また、6月下旬に撮影された人工衛星による写真によると、中国は係争地帯であるガルワン渓谷に倉庫などを設置するだけでなく、実効支配線のインド支配側で基地を建設しているとインドの安全保障専門家は主張した。

こういった状況がどこまで進んでいるかは不明だが、インドと中国の係争地域は高地という立地上、大量に積もる雪などの影響で実効支配線が長年曖昧なままであり、それが中国による過度な行動を許しているという現実もある。

インド封じ込めを狙う中国

これまで、中国はインドを囲むかのような “真珠の首飾り戦略”を進めてきた。中国は、モルディブのアブドラ・ヤミーン大統領の時、同国へ多額の経済支援を行い、橋や道路、住宅などを次々に建設し、首都と国際空港を結ぶ立派な橋も建設した。

そして、2017年7月、スリランカ南部に建設されたハンバントタ港の利用権が99年間にわたり、2013年1月にはパキスタン南部グアダル港の利用権が43年間にわたり中国へ明け渡された。

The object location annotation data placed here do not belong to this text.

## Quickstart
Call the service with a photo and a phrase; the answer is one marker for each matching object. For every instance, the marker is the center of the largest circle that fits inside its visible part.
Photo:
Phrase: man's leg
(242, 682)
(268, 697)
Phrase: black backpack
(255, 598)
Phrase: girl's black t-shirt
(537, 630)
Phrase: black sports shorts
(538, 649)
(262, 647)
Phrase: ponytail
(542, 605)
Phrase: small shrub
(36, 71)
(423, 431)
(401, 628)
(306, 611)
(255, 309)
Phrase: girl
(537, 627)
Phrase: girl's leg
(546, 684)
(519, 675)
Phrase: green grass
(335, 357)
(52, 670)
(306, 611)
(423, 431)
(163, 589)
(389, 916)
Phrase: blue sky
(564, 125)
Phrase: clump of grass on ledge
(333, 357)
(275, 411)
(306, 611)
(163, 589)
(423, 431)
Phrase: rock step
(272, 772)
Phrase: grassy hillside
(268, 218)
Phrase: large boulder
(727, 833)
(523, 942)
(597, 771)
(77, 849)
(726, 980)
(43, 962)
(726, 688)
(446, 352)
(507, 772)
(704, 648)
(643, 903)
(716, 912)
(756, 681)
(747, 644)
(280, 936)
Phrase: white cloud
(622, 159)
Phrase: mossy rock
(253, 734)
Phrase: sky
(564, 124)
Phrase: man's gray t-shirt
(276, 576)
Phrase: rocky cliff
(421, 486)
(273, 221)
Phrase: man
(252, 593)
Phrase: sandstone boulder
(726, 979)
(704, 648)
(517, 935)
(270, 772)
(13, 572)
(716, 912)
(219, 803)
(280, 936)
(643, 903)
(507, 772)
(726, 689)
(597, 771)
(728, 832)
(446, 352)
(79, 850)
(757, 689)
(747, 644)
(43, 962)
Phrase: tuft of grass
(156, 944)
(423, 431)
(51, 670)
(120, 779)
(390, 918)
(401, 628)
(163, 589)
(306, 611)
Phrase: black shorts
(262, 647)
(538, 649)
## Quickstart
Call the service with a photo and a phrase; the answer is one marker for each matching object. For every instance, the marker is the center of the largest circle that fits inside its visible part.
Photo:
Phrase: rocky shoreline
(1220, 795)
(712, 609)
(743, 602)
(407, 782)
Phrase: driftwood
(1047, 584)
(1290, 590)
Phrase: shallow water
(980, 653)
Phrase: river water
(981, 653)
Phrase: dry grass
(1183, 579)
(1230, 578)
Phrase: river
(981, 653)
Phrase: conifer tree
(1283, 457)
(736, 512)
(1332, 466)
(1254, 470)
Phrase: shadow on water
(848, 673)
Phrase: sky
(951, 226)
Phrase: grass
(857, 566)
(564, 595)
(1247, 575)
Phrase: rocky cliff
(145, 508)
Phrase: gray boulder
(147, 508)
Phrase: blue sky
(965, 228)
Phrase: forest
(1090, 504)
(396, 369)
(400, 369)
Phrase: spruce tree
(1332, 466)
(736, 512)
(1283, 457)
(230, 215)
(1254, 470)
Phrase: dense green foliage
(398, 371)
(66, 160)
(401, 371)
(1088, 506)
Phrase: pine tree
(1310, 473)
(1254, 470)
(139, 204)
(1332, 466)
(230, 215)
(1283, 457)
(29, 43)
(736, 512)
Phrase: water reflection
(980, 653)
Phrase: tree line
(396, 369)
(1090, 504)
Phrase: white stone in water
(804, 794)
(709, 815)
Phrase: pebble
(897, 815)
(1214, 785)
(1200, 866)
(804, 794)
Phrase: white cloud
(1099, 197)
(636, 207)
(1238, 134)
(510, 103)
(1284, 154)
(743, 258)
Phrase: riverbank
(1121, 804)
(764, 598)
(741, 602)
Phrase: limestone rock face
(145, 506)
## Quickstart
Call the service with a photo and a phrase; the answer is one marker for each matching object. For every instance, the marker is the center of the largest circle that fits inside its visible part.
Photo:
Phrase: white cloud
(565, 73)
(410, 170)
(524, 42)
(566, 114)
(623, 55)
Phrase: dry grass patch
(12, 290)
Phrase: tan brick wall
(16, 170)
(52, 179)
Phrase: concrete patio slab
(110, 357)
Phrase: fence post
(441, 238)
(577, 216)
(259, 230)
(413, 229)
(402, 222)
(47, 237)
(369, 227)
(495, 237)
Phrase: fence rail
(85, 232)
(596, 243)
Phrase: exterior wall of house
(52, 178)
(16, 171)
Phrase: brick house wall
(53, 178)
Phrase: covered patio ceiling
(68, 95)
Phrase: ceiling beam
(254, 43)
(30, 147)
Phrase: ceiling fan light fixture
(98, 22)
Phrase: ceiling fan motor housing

そして、中国はミャンマーやネパールなどにも莫大な経済援助を行い、南アジアでの影響力を高めている。

昨年春のインド総選挙で勝利したモディ首相は、第2次政権初の外遊先としてモルディブとスリランカを訪問し、両国へ政治経済的な支援を強化する意志を示したが、そこに対中けん制の意味があったことは間違いない。

そして、南アジアの覇権を巡る中印の争いは、両国の国境で激しくなろうとしている。現在、ラダック地方で起きていることは両国の領土紛争という枠に収まるものでなく、インド洋や南アジアにおける中印の覇権争いという現実を内包している。